Ela está de costas, no canto inferior esquerdo, minúscula. Todo o
resto da foto é ocupado por raízes
e troncos de árvores gigantescas.
A desproporção entre a menina
e as árvores tem algo de conto de
fadas ou de pesadelo, não sei bem.
A foto faz parte de uma exposição
em cartaz no Memorial da América Latina, que traz 90 e tantos
trabalhos do artista mexicano
Juán Rulfo (1917-1986).
Rulfo é muito conhecido como
escritor. Seu romance "Pedro Páramo" é tido como um dos melhores exemplos do realismo fantástico latino-americano. No Memorial, está sua obra como fotógrafo.
Ele viajou por muitas regiões do
México, retratando camponeses,
paisagens e ruínas.
Calma, que não vamos entrar
no tema, tão ultrapassado, da
"latinidad" e da compaixão populista. Mas também não é o caso
de ficar analisando de um ponto
de vista puramente estético e formalista os retratos dessa exposição.
No livro que serve de catálogo
da mostra, há um prefácio do escritor Carlos Fuentes, que tenta
evitar muitas efusões a respeito
do tema. "Cada um dos homens,
mulheres e crianças das fotografias de Rulfo possui uma riqueza
imediatamente reconhecível.
Chama-se dignidade. Não sempre
a alegria. Mas a dignidade sim."
Pode ser. Os traços maias de um
lavrador ou o garoto maltrapilho,
de uns quatro ou cinco anos, com
as mãos no bolso e a expressão
graciosamente adulta, podem
certamente evocar no espectador
as imagens de um "legado cultural" resistente a séculos de pobreza e de desesperança.
Mas acho "dignidade" uma palavra meio chata: parece ser utilizada sempre que não há mais nada a falar, quando de um povo
não sobra mais nada. O mais interessante nas fotos de Juán Rulfo
é que esse jogo entre esperança e
miséria/opressão e utopia conhece uma tradução em imagens
muito pouco apelativa e politicamente correta.

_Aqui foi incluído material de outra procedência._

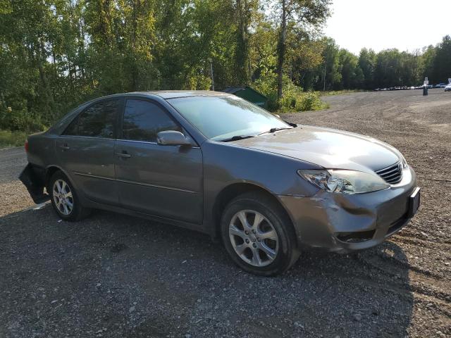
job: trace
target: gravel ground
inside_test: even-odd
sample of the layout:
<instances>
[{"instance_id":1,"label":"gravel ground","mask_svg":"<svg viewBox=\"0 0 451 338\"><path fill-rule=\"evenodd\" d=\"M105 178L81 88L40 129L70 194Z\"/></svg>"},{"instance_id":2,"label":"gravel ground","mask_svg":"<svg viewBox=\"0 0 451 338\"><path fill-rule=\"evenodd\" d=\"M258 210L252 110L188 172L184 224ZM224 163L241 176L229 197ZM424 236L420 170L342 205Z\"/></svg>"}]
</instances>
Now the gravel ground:
<instances>
[{"instance_id":1,"label":"gravel ground","mask_svg":"<svg viewBox=\"0 0 451 338\"><path fill-rule=\"evenodd\" d=\"M286 115L396 146L422 204L383 244L307 252L274 278L188 230L101 211L63 222L16 180L23 151L0 151L0 337L450 337L451 94L429 93L329 96Z\"/></svg>"}]
</instances>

Tomo como exemplo a foto de
uma mulher pegando água no
rio, com uma mula à sua direita e
um cachorro esquálido à sua esquerda. Não vemos o rosto da
mulher: ela usa um lenço na cabeça e está inclinada, segurando
uma bilha de barro. Como no caso da menina entre as árvores, a
mulher parece pequena dentro da
foto. Uma paisagem árida, cheia
de pedras, circunda a figura.
Quando você anda um pouco
para trás, a imagem da mulher
simplesmente desaparece. Ela fica
totalmente confundida com as
pedras à sua volta.
Descrevo outra foto: um grupo
de quatro ou cinco camponeses
no centro, muito nítidos, à frente
de um galpão. E, atrás deles, alto,
indiferente, um morro de pedra
recortado no céu. Várias vezes se
repete o esquema: homens muito
pequenos diante de uma paisagem grandiosa.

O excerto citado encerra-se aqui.